あえて友と呼ばせてほしい
60年代から70年代にかけての時期が(日本もハリウッドも含めた)映画の最盛期であったとするならば、そこから30〜40年以上が経過した現時点で覚悟しなければいけないものがある。銀幕スターの相次ぐ”訃報”である。その当時をリアルタイムで過ごしていない僕でも昨年、植木御大の訃報を耳にして、”じゃあ次は谷さんだな”と不謹慎ながらもカウントダウンに入ってしまったものだ。
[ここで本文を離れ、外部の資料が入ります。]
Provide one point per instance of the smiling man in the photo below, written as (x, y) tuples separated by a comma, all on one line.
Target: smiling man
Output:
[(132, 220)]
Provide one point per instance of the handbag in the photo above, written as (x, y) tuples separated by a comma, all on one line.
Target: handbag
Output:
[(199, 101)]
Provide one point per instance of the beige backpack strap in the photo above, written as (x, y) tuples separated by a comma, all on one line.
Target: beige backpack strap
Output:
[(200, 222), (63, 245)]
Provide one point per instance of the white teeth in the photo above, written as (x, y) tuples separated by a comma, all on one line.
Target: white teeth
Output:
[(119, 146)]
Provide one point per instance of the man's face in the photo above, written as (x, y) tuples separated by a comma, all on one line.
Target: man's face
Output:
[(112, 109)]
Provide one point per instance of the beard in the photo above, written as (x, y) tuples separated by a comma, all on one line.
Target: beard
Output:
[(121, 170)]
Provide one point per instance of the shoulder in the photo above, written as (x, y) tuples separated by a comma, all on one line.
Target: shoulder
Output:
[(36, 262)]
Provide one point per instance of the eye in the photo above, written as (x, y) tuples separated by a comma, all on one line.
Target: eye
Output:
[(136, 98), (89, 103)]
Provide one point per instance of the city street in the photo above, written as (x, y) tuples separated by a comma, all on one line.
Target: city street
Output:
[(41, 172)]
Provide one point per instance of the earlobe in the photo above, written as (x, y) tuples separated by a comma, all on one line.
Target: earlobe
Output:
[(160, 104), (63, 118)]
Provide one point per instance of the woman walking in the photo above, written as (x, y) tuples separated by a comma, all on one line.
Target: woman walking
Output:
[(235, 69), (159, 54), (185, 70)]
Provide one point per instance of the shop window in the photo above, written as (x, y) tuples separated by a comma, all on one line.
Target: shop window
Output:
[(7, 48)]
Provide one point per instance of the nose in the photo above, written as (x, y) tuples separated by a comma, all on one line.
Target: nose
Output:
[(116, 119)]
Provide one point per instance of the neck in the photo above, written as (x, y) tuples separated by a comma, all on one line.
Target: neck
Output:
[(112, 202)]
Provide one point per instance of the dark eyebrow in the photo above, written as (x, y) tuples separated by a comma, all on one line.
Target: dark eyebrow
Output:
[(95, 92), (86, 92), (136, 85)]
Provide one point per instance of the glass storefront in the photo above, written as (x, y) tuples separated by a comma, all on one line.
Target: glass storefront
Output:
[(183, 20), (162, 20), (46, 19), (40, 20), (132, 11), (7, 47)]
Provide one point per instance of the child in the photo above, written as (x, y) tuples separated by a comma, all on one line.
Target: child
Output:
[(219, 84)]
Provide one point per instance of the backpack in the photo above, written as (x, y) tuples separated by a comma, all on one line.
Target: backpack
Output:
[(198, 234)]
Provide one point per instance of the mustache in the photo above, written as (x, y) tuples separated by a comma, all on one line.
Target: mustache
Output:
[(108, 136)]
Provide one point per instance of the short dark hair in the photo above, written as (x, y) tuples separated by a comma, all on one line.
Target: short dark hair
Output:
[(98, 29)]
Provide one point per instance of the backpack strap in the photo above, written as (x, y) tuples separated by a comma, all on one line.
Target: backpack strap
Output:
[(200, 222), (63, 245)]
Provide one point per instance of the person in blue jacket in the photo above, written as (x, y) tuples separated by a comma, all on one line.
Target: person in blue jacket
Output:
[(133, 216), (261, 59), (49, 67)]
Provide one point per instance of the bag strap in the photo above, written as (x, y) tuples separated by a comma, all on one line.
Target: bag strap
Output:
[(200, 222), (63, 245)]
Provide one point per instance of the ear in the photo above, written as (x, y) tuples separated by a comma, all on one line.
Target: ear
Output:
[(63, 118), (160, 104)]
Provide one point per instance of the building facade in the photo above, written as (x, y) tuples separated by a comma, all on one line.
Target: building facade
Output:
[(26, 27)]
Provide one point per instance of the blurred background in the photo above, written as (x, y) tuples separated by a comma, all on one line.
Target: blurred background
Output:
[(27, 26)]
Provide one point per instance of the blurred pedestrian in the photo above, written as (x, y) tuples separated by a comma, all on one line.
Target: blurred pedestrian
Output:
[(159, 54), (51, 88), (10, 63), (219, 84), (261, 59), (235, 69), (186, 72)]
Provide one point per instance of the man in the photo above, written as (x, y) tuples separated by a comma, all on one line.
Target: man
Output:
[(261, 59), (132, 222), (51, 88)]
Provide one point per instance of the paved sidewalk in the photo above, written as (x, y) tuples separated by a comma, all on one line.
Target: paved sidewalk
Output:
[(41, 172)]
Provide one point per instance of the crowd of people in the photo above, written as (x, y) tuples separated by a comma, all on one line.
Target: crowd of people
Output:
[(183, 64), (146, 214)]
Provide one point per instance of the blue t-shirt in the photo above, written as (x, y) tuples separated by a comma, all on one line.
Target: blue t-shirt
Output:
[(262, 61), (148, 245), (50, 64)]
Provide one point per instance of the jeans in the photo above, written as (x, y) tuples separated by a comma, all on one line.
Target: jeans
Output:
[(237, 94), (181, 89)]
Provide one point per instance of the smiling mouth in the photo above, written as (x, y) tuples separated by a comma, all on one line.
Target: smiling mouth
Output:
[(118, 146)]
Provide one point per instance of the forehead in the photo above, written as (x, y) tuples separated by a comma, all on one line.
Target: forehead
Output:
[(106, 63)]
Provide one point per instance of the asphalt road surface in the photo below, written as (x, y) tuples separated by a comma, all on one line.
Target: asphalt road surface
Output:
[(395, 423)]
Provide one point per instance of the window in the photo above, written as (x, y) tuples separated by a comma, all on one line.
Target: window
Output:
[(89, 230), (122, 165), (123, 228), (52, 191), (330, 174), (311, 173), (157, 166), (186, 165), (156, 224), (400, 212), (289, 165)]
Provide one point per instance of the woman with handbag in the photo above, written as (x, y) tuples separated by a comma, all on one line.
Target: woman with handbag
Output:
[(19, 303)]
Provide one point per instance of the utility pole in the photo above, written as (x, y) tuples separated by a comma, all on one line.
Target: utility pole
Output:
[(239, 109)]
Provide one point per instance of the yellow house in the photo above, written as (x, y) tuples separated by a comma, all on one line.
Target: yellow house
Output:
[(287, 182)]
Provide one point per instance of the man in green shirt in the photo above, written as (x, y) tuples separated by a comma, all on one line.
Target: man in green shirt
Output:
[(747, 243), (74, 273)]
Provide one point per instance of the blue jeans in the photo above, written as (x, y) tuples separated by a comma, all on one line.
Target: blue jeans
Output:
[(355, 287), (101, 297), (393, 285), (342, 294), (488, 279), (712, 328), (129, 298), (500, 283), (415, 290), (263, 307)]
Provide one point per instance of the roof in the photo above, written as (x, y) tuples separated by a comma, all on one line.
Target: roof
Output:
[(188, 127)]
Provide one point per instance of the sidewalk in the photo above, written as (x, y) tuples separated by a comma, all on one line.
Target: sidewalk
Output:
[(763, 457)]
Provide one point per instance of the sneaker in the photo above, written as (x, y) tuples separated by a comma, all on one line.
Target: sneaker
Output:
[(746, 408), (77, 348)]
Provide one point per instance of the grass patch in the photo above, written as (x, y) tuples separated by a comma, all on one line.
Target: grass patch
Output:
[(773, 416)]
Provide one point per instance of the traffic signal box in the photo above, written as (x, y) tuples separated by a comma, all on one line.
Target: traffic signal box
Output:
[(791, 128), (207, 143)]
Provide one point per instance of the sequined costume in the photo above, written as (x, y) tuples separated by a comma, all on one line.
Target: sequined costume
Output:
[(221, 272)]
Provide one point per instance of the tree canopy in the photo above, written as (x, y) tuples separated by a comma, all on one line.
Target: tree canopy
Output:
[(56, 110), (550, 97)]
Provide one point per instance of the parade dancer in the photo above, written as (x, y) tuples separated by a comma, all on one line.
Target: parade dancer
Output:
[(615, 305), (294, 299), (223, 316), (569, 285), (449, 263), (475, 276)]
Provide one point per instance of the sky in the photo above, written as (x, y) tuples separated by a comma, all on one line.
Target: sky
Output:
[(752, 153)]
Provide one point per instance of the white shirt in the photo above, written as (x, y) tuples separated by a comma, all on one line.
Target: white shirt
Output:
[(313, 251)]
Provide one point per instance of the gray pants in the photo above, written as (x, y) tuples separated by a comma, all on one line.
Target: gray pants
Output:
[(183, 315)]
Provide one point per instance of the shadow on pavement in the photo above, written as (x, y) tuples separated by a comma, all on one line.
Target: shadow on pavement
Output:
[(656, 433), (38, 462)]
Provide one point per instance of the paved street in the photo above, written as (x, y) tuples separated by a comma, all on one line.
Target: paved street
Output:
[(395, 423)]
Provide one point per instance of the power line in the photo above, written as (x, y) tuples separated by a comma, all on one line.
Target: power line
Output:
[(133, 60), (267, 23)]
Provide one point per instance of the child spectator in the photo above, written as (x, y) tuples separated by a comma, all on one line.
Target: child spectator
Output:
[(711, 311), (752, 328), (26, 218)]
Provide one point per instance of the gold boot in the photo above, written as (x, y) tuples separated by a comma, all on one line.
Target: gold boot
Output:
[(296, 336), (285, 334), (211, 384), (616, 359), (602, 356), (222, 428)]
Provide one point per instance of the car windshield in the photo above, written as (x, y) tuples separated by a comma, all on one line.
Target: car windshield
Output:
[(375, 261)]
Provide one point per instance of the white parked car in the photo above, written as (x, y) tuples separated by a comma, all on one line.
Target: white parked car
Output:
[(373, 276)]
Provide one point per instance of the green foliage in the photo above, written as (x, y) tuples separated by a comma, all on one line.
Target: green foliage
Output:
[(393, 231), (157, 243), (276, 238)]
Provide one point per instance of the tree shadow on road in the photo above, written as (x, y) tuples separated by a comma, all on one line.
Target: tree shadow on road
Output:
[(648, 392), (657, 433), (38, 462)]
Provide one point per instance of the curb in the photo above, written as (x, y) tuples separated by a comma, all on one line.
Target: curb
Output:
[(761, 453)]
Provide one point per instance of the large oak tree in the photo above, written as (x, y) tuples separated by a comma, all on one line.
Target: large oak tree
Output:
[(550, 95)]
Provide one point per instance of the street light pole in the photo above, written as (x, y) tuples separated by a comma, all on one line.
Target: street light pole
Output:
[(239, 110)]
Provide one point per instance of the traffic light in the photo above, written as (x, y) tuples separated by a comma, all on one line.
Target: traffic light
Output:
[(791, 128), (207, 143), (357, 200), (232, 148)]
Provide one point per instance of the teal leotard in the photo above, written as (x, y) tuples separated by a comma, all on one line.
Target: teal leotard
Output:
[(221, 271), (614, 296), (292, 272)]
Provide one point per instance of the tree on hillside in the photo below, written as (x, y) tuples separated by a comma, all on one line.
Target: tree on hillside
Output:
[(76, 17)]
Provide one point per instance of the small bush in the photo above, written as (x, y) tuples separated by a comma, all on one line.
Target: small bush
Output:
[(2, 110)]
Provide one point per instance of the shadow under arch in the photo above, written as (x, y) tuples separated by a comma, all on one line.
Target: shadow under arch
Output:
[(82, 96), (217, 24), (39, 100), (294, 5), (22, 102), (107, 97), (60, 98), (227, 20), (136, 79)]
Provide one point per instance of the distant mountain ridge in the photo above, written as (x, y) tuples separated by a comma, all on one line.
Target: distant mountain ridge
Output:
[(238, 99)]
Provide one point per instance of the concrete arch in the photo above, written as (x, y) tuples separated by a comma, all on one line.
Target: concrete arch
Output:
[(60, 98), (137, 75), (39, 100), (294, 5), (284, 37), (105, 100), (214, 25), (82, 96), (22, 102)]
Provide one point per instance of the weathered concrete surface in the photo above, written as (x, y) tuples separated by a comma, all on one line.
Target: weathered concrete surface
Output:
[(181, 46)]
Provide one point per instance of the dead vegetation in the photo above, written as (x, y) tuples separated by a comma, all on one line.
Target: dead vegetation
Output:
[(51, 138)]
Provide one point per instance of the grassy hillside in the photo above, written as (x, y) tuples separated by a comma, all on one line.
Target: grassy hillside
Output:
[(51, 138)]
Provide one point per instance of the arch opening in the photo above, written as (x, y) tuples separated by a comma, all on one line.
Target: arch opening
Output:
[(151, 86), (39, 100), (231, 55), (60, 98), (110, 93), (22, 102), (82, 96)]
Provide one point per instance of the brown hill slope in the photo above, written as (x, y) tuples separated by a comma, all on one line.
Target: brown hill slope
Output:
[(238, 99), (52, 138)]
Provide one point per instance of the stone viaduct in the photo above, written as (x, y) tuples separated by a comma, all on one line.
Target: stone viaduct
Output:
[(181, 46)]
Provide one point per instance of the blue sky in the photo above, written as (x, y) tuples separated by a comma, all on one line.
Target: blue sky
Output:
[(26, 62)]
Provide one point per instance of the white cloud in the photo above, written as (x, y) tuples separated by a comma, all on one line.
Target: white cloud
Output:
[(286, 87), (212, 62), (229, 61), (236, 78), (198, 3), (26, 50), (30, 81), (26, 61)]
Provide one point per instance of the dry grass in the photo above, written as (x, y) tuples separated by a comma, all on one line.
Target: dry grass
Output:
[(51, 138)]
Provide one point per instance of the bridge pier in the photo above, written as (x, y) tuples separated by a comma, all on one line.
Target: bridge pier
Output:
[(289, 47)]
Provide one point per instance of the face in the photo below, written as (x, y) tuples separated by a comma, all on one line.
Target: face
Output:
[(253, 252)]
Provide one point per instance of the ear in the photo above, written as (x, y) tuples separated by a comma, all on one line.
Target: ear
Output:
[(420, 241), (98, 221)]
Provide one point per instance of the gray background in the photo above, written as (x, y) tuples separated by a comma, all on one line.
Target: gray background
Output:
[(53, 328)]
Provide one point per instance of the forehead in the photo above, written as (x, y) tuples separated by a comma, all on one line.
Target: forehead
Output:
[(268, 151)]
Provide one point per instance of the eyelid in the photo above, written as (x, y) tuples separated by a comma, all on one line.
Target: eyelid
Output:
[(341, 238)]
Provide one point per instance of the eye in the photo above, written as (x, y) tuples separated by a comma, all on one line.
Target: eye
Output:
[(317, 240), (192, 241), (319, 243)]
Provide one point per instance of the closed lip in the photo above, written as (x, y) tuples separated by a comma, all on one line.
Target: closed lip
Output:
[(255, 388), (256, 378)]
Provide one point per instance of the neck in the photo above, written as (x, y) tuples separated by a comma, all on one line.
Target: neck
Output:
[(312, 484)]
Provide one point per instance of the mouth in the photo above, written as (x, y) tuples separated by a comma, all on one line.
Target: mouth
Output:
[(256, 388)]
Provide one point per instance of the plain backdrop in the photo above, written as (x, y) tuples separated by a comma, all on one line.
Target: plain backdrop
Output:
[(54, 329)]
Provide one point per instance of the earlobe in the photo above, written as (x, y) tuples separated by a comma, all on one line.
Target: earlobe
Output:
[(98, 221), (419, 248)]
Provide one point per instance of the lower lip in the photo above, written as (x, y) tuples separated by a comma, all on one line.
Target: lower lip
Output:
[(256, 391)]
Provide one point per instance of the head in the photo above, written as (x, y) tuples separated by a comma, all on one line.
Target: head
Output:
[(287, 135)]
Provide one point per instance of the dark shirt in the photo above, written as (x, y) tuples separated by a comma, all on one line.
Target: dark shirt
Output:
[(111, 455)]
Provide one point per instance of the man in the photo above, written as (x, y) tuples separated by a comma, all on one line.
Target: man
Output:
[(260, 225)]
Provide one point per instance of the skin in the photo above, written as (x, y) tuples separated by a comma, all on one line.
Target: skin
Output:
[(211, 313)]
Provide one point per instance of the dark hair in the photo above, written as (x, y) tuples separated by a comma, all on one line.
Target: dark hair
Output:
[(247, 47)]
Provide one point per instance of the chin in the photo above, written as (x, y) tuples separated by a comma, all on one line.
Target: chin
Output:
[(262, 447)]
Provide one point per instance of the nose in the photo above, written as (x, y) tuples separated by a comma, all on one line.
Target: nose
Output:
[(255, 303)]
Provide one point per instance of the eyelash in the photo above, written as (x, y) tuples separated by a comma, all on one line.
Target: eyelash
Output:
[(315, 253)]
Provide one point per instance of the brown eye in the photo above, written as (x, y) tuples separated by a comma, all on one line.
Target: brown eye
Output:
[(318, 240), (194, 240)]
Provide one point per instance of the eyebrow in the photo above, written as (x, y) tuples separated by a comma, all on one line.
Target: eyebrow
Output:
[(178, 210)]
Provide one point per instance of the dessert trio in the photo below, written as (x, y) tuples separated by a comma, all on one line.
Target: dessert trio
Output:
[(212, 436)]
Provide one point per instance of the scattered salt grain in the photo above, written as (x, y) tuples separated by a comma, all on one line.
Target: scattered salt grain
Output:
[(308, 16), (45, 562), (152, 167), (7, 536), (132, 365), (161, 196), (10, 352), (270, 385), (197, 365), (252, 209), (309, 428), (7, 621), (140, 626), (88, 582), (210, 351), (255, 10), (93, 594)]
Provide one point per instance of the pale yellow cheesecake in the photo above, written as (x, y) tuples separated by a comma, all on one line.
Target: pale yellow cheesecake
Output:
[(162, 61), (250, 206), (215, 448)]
そんな風に”親しい人”が遠くに行ってしまうことをある意味ドライに考えていたけれど、この度の君たちの、相次ぐ哀しいニュースには胸が痛む。
観客と映画スターという、薄いスクリーンを挟んで恐らく一生交わることのない関係ではあったけれど、僕は君たちの人生を一瞬でも共有できる立場にいた。
僕の記憶に残る君たちの共通点は奇しくも、君たち自身がそれぞれかけがえのない相手を失なった時の表情だ。スニーカー、あるいはデニムのシャツといった思い出の品を手に取り、思い出を慈しむ君の心の痛み。君たちが気付くことはなかったが、それを見つめる僕は、君たちの痛みを共有し、共に泣いた”友人”だった。
なぜ君たちが生き急ぐようにいなくなってしまったのか、ゴシップ記者のような下世話な好奇心が無いといえば嘘になる。でも今は、君たちと逢えてよかった、君たちの人生の一端を共有することができてよかった、と言わせてもらおう。 どうもありがとう。 どうぞ、心安らかに。